Four Ann Arbor teens also felt juvenile delinquent rock's cudgel being passed onto them, almost literally. Young Ron Asheton traveled to England in 1965 where he picked up a piece of Townshend's wrecked Rickenbacker from the Marquee Club stage after another typically torrid Who set. Iggy Pop, meanwhile, confessed recently on Epix's Punk docuseries that as young Jimmy Osterberg, he'd pull the sheets over his head as his transistor radio screeched out “You Really Got Me.” Soon, they applied their lessons to a mutant white suburban blues they'd jacked up and distorted beyond recognition, alongside Ron's brother Scott on drums and bassist Dave Alexander. The Stooges, heard here with the 1969 eternal “I Wanna Be Your Dog,” would forevermore be the soundtrack to saying “fuck this.”
The Stooges learned plenty from Detroit spiritual older brothers MC5, who'd absorbed those same two blown-out chords from overseas as Iggy and co. But Wayne Kramer on lead guitar, co-guitarist Fred “Sonic” Smith, Dennis “Machine Gun” Thompson (a drummer with chops and power to rival the Who's Moon), bassist Michael Davis and singer Rob Tyner added a strong dash of free-jazz exploration and the radical politics of the day to their loud R&B mutations. For kicking out the jams so intensely, the band were under surveillance/harassment by local police and government intelligence agencies, had their living quarters bombed and got banned by major department stores. MC5 died for your sins. Literally. And all we get are glorious anthems such as “Ramblin' Rose,” “Kick Out The Jams,” and “Looking At You.”
New York Dolls
The apotheosis of these 15 years of channeling Wray was the New York Dolls. It's a very short drive from the Dolls to the Ramones and Sex Pistols: The dark-horse glam band, they resembled five transvestite strippers parodying the Rolling Stones, mixing black leather with the entire contents of several thrift stores' women's departments and their girlfriends' makeup bags. Singer David Johansen and guitarist Johnny Thunders particularly resembled Looney Tunes caricatures of Mick Jagger and Keith Richards, while Thunders' slashed-speaker power chords and Chuck Berry leads became the blueprint for every punk guitarist to come. Johansen articulated the basic attitude best, telling Rolling Stone, “We like to look 16 and bored shitless.”

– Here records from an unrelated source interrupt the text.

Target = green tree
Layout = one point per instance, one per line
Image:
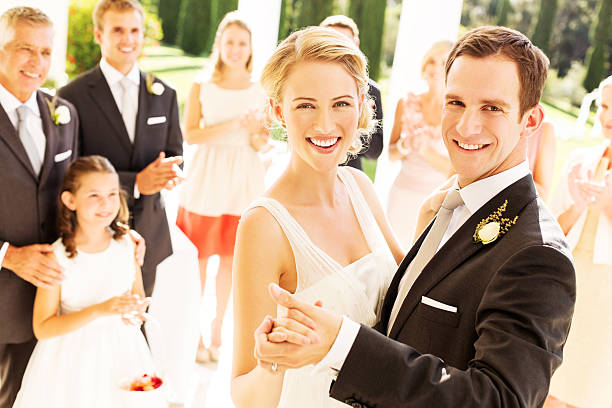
(544, 24)
(169, 15)
(504, 8)
(311, 12)
(219, 8)
(369, 15)
(597, 56)
(570, 36)
(285, 20)
(194, 26)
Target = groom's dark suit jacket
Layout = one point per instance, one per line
(28, 208)
(514, 299)
(103, 132)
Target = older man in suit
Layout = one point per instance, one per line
(37, 142)
(132, 119)
(480, 308)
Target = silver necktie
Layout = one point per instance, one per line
(26, 138)
(426, 251)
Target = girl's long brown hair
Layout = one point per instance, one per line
(66, 218)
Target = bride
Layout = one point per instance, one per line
(319, 230)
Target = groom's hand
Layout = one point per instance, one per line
(304, 336)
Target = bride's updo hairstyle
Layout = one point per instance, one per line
(321, 44)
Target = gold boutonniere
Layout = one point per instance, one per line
(154, 88)
(489, 229)
(60, 115)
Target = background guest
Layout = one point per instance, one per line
(416, 140)
(373, 147)
(224, 117)
(583, 202)
(132, 119)
(35, 150)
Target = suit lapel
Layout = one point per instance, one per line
(51, 137)
(141, 118)
(461, 246)
(9, 135)
(103, 97)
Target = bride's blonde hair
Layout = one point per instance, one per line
(321, 44)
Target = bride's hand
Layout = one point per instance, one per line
(294, 327)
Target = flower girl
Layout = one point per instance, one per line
(88, 326)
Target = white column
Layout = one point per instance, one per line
(263, 17)
(422, 23)
(57, 10)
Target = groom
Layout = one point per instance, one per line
(479, 310)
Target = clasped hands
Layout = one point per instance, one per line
(130, 306)
(302, 335)
(163, 173)
(587, 192)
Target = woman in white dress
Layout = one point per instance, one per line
(319, 230)
(224, 117)
(88, 326)
(416, 140)
(583, 204)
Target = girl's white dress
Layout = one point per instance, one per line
(356, 290)
(83, 368)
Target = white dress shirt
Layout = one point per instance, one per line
(113, 79)
(474, 196)
(34, 122)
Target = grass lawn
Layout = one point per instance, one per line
(180, 70)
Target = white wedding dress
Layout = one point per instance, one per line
(356, 290)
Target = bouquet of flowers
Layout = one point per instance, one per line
(144, 382)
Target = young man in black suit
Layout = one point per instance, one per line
(132, 119)
(372, 147)
(38, 139)
(480, 308)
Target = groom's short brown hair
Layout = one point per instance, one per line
(116, 5)
(531, 62)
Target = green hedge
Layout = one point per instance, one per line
(545, 24)
(369, 15)
(597, 55)
(194, 26)
(169, 14)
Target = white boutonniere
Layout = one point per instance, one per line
(60, 115)
(154, 88)
(489, 229)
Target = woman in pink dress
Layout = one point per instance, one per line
(224, 117)
(583, 204)
(416, 140)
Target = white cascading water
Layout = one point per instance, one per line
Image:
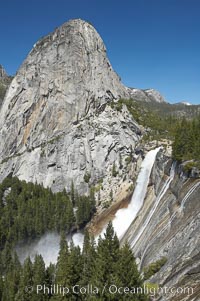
(188, 194)
(124, 217)
(156, 203)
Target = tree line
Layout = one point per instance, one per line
(99, 272)
(28, 210)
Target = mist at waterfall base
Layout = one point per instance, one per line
(124, 217)
(48, 246)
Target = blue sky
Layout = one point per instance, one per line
(150, 43)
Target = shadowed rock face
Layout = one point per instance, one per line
(55, 122)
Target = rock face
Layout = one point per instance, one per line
(148, 95)
(4, 83)
(2, 73)
(56, 122)
(172, 232)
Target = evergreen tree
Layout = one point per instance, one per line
(39, 278)
(105, 264)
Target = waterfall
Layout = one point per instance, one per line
(124, 217)
(156, 203)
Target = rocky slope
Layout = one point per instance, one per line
(4, 83)
(147, 95)
(172, 232)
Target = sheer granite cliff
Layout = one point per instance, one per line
(4, 83)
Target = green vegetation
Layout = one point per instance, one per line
(150, 116)
(161, 119)
(154, 267)
(186, 144)
(114, 170)
(178, 123)
(104, 264)
(28, 211)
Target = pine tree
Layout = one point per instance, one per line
(127, 274)
(39, 278)
(107, 255)
(26, 282)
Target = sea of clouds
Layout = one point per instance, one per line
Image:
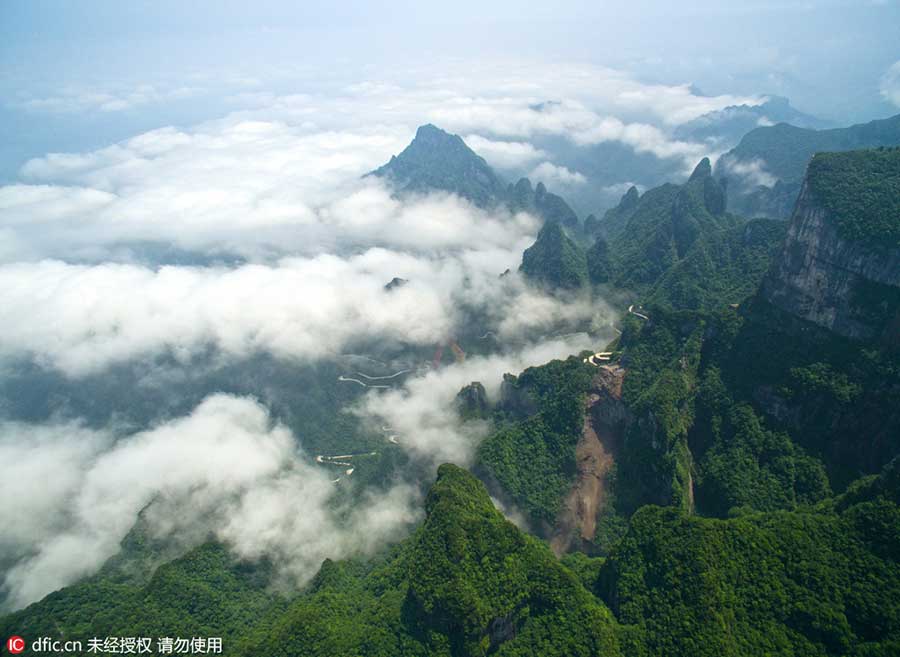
(258, 233)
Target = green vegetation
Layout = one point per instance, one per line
(533, 458)
(786, 150)
(649, 235)
(822, 581)
(817, 582)
(722, 267)
(466, 583)
(554, 260)
(861, 192)
(437, 160)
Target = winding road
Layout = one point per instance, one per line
(636, 313)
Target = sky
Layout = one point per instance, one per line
(168, 62)
(184, 182)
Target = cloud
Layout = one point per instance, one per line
(255, 189)
(751, 173)
(553, 174)
(422, 413)
(79, 100)
(505, 154)
(890, 84)
(225, 469)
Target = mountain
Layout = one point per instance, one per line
(722, 267)
(777, 156)
(817, 581)
(840, 265)
(437, 160)
(555, 260)
(725, 127)
(552, 208)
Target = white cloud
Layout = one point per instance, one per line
(226, 468)
(75, 100)
(552, 174)
(505, 154)
(890, 84)
(81, 319)
(422, 413)
(751, 173)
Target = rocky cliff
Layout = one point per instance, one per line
(848, 286)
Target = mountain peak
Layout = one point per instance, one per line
(554, 260)
(702, 170)
(438, 160)
(431, 135)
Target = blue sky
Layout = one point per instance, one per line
(829, 57)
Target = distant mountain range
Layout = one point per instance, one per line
(436, 160)
(725, 480)
(777, 156)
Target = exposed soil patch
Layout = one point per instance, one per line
(595, 454)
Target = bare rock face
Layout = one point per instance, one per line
(605, 420)
(844, 286)
(472, 402)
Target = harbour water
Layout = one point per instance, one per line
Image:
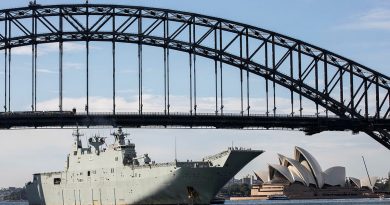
(287, 202)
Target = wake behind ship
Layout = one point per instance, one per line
(116, 175)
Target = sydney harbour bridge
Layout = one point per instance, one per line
(343, 94)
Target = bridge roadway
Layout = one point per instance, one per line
(309, 124)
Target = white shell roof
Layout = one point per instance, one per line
(298, 169)
(282, 170)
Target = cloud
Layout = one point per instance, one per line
(48, 71)
(73, 66)
(373, 19)
(155, 103)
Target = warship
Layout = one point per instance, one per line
(116, 175)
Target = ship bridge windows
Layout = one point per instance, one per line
(57, 181)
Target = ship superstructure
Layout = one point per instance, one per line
(117, 175)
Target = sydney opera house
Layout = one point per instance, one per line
(303, 177)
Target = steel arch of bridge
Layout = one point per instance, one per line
(346, 88)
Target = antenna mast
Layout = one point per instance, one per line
(175, 151)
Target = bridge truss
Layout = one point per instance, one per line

Perhaps the Dolls spent their brief four years on Earth reproducing the 1968 “Jumping Jack Flash” video, repeatedly? Dig the rudimentary riff, black leather, makeup and swagger. Yep—the Rolling Stones are Fathers Of Punk.
So really, punk rock's an ancient art form that remains eternally vital. Anytime you blare a tube amp until it screams, play a minimal chord progression and snarl “fuck you” to a mutated rhythm-and-blues format, then dress it in black leather? That's punk rock. Exhume Wray's corpse and ask him about it.